O filme é muito bom e mostra quem são os filhinhos de papai que financiam o narcotráfico e a hipocrisia das passeatas de protestos quando morre um vagabundo desses. A atitude da PM do Rio é uma piada. Enquanto a corrupção e o envolvimento dos policiais com o jogo clandestino e os traficantes corre à solta, eles abrem um inquérito para apurar repasse de informações e uso de material da tropa. É aquela historia do condenado a guilhotina, preocupando-se em fazer a barba...

Richard Smith disse:
15 de outubro de 2007 às 18:57

O Rio de Janeiro é um mundo à parte!

Parece aquele "mundo bizarro" dos antigos gibis do Super-Homem, aonde o super-herói ia cair de quando em quando e no qual tudo era invertido (rato corria atrás de gato, gato atrás de cachorro e por aí em diante).

O zé-mané da PM não tem poder para intimar ninguém, isso é atribuição da Polícia Judiciária ou no âmbito de um IPM na Justiça Militar.

Agora, o governador "aconselhador", não é o chefe da PM?!

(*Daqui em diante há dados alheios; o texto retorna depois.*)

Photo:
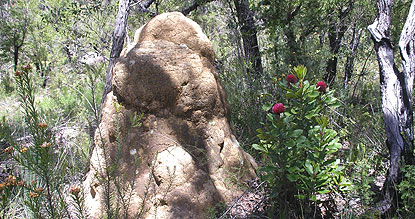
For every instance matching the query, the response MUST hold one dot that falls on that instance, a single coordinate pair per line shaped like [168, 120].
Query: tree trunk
[348, 69]
[396, 93]
[117, 43]
[249, 37]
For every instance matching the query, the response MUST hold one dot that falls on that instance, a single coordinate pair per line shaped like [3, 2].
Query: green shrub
[407, 191]
[298, 148]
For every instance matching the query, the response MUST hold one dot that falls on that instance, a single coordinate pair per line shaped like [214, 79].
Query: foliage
[406, 189]
[40, 160]
[298, 148]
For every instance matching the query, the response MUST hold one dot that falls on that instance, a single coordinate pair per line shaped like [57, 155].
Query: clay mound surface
[181, 158]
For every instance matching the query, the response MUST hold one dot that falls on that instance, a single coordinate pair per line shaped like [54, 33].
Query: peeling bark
[396, 93]
[117, 43]
[335, 35]
[348, 69]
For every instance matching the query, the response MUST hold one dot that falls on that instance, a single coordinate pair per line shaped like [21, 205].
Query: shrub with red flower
[321, 86]
[291, 79]
[278, 108]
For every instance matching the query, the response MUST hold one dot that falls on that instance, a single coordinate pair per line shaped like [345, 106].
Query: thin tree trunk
[348, 69]
[117, 43]
[396, 93]
[249, 37]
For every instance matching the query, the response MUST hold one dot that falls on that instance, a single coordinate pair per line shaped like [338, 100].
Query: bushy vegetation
[319, 137]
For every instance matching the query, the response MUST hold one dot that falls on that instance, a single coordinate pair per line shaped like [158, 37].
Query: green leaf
[290, 95]
[292, 177]
[325, 191]
[295, 133]
[260, 148]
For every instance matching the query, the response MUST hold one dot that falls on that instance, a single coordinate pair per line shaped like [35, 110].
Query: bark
[348, 69]
[293, 45]
[117, 43]
[194, 6]
[249, 37]
[335, 35]
[396, 93]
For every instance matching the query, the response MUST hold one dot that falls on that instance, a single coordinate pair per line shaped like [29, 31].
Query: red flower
[291, 79]
[321, 86]
[278, 108]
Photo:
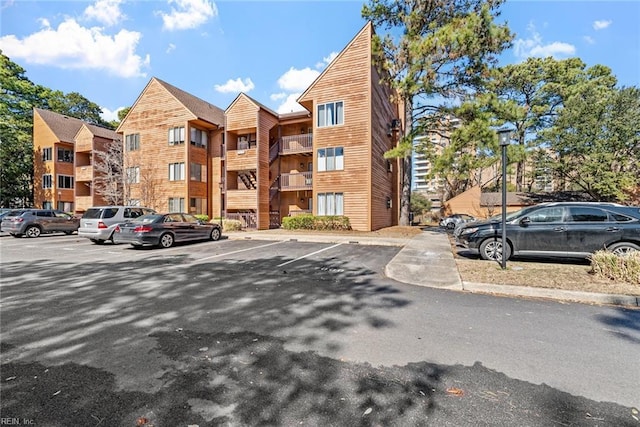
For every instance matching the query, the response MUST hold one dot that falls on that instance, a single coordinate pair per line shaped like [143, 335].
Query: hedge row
[620, 268]
[310, 222]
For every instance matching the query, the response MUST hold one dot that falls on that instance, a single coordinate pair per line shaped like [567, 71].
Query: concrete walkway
[427, 260]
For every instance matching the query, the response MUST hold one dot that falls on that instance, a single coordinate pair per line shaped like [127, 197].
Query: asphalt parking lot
[256, 332]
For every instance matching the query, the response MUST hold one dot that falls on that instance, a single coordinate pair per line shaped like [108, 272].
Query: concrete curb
[555, 294]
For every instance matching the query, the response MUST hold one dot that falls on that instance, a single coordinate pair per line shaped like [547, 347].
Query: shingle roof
[200, 108]
[64, 127]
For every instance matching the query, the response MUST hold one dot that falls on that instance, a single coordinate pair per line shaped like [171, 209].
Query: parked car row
[558, 230]
[135, 225]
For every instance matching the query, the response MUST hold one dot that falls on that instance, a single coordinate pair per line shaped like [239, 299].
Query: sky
[108, 50]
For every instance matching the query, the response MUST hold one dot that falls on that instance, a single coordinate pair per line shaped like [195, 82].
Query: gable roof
[101, 132]
[63, 127]
[198, 107]
[368, 27]
[253, 101]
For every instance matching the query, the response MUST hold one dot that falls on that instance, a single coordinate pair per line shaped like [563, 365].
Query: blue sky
[107, 50]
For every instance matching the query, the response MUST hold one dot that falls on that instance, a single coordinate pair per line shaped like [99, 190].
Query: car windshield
[146, 219]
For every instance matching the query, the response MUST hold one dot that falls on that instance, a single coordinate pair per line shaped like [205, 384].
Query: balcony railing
[296, 181]
[292, 144]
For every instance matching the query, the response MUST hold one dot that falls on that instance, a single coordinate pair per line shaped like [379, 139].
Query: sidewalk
[427, 260]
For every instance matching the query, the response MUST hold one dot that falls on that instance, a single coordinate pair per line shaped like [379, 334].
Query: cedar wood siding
[241, 117]
[153, 114]
[266, 121]
[348, 79]
[384, 183]
[44, 136]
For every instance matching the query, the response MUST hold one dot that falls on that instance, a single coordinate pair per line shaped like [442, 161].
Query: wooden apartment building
[63, 161]
[250, 163]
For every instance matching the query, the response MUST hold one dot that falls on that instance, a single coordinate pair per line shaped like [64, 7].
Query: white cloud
[188, 14]
[534, 46]
[109, 115]
[107, 12]
[72, 46]
[297, 80]
[290, 105]
[235, 86]
[326, 60]
[601, 25]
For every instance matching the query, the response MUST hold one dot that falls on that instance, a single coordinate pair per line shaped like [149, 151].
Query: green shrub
[310, 222]
[231, 225]
[620, 268]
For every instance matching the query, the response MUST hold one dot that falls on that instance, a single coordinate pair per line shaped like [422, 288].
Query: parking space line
[235, 252]
[308, 255]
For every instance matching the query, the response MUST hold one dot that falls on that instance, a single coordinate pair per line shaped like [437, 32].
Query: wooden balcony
[241, 199]
[241, 159]
[296, 181]
[84, 173]
[83, 203]
[296, 144]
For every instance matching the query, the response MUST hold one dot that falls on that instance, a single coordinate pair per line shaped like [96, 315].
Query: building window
[176, 171]
[65, 181]
[330, 114]
[199, 138]
[47, 181]
[133, 175]
[197, 205]
[176, 136]
[330, 204]
[330, 159]
[132, 142]
[65, 155]
[176, 204]
[197, 172]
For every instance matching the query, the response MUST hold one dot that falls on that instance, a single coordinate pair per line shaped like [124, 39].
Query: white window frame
[330, 159]
[176, 204]
[133, 175]
[176, 171]
[330, 204]
[330, 114]
[176, 135]
[47, 181]
[199, 138]
[65, 181]
[132, 142]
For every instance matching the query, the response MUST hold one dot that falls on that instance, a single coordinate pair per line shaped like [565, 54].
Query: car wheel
[215, 234]
[491, 249]
[166, 240]
[32, 231]
[623, 248]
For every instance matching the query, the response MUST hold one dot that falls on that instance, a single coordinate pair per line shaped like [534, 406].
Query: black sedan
[559, 230]
[164, 230]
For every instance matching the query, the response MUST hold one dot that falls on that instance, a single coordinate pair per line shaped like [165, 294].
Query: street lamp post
[503, 136]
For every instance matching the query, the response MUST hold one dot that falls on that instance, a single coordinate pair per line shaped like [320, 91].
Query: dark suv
[560, 229]
[33, 222]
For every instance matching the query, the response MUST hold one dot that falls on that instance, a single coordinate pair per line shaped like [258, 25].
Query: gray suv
[97, 223]
[33, 222]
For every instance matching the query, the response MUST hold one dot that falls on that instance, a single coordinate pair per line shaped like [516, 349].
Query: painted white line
[235, 252]
[308, 255]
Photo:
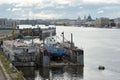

Taqueu, é tudo virado mesmo.

Arre!

Sandra Paulino disse:
17 de outubro de 2007 às 17:24

A irritante mania de atacar tropas institucionais uniformizadas, é tão ruinosa quanto aquela que confunde "administrado" com "civil" e, para melhorar o grau de esclarecimento em ambos os lados, só mesmo um exemplar do CPPM. O Cmt da PM carioca sabe muito bem que deveria ter mandado "convite" aos civis. Aos seus subordinados, em qquer grau de hierarquia, ele determina "apresentação" mediante ofício a cada unidade. Aos civis ele não determina NADA, absolutamente NADA. Por isso, duvido que tenha, de fato, mandado INTIMAÇÃO, pq seria assinar um atestado oficial de incompetência. O Governador deveria, para dizer o mínimo, ter a delicadeza de chamar em particular o Cmt e informar-se acerca de eventual "erro de mensagem", aquele conhecido eufemismo usado para "aliviar" a responsabilidade do chefe que errou de propósito. Como queria estar na ribalta, desautorizou alguém que lhe responde sob hierarquia. Fácil. Como diz a moçada: "bico". Queria ver ele desautorizar alguém superior a ele em poder. Generalizar, como é sabido, é outro erro indesculpável, portanto, é, no mínimo, leviandade, dizer que todas as polícias não prestam, todo militar é torturador. Quando escuto essas bobagens fico pensando se estou diante de enorme má-fé cuja intenção é escondida, ou de uma máscara que acoberta covardia. As três únicas instituições policiais que existem no país (militar, civil e federal), têm, como todas as demais instituições, pessoas de induvidosa seriedade e moral. Nelas, infelizmente, também existe muito matéria orgânica encaixada sobre ossos, que só falta entrar em decomposição para ser enterrada. Para sermos considerados "humanos" temos que desenvolver outro tipo de atributo e habilidades, além daquelas meramente fisiológicas. Vergonha na cara já é um bom começo.